Bridget Robinson

Personal information
- Nationality: British (Northern Irish)
- Born: c.1941

Sport
- Sport: Athletics
- Event: Javlin throw / Sprints
- Club: Belfast High School Ballymena AC

= Bridget Robinson (javelin thrower) =

Northern Irish athlete (born c.1941)

Bridget A. Robinson married name Dickson (born c.1941) is a former athlete from Northern Ireland, who represented Northern Ireland at the British Empire and Commmonwealth Games (now Commonwealth Games).

== Biography ==
Robinson attended Belfast High School and was a member of their Athletics Club and while at the school broke Thelma Hopkins' Northern Ireland javelin record.

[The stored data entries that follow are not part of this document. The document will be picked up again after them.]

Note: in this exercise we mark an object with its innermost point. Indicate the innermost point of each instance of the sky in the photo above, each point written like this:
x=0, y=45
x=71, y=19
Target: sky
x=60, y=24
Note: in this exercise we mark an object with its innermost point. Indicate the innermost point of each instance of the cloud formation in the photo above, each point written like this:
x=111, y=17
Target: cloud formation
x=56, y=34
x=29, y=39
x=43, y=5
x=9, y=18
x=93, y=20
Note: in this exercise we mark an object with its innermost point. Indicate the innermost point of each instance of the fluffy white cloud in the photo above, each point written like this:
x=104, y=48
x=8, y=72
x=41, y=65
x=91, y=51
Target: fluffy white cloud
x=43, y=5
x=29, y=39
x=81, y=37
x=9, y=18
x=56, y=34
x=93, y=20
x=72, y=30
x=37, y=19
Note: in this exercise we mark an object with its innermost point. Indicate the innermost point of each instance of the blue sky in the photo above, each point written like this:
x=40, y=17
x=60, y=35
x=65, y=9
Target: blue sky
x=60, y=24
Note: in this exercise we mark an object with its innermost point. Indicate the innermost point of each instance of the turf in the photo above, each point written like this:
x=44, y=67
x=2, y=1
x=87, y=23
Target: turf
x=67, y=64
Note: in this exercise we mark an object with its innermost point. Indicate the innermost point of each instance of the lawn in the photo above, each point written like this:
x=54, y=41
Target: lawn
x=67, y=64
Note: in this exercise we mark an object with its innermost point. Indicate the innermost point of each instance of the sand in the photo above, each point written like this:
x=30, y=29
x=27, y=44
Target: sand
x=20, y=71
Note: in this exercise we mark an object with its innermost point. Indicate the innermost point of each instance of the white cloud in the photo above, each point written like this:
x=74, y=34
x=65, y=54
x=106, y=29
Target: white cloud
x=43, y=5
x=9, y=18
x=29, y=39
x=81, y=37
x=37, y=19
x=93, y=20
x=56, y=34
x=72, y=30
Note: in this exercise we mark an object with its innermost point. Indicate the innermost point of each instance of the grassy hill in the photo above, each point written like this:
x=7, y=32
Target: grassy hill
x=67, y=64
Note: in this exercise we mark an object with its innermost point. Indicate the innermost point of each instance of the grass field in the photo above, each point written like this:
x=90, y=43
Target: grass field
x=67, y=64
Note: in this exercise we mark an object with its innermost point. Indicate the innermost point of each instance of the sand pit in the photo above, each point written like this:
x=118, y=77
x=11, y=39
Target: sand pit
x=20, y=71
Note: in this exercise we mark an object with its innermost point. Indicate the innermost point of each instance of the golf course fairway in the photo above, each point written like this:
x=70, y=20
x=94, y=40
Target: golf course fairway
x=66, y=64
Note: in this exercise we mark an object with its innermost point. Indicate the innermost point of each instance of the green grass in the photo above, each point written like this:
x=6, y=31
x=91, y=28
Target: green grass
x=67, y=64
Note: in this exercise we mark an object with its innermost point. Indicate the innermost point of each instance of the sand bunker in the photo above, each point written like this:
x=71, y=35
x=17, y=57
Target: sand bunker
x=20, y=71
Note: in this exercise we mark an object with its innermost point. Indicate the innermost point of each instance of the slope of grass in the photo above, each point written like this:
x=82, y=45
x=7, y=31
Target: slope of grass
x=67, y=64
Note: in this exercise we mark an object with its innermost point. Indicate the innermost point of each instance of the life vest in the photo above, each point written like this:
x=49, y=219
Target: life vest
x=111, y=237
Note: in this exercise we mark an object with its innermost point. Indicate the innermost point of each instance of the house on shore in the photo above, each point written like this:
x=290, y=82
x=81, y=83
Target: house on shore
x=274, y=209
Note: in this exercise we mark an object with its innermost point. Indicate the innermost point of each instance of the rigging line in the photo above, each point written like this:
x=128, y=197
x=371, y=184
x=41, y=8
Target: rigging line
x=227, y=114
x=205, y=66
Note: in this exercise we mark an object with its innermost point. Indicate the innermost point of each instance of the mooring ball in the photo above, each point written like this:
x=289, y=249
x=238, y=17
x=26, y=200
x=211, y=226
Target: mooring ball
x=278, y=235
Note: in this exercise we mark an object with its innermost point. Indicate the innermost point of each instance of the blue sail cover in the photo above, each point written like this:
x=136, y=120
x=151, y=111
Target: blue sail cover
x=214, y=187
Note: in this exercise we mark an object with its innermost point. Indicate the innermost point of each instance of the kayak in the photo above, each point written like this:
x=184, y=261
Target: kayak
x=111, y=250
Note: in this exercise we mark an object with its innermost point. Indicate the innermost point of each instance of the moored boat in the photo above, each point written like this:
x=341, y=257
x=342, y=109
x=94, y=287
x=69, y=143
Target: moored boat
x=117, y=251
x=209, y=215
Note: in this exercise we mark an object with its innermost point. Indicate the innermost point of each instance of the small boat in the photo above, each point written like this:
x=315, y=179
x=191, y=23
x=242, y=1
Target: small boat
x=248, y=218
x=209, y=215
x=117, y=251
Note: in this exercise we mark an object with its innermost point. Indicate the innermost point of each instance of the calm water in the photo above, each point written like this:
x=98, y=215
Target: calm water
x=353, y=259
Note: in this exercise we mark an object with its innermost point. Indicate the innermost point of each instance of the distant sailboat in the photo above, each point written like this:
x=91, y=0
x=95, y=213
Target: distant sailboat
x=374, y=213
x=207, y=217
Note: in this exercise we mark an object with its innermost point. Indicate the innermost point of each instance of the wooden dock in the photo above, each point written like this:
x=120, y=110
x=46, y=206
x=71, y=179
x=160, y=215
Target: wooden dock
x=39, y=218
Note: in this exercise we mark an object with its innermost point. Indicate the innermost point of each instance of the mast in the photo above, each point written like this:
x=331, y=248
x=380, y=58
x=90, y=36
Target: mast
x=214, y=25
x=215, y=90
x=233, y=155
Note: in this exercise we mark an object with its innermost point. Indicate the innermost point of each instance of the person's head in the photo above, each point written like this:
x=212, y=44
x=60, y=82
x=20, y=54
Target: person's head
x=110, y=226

Robinson was named by the Northern Ireland AAA in the final 1958 Northern Irish Team for the forthcoming Empire and Commonwealth Games. She subsequently competed at the 1958 British Empire and Commonwealth Games in Cardiff, Wales, participating in the two athletics events; the javelin throw and the 4 x 110 yards relay race, reaching the final with Mary Peters, Maeve Kyle and Thelma Hopkins.

After leaving Belfast High School, the art student joined the Ballymena Athletics Club, where she became club captain.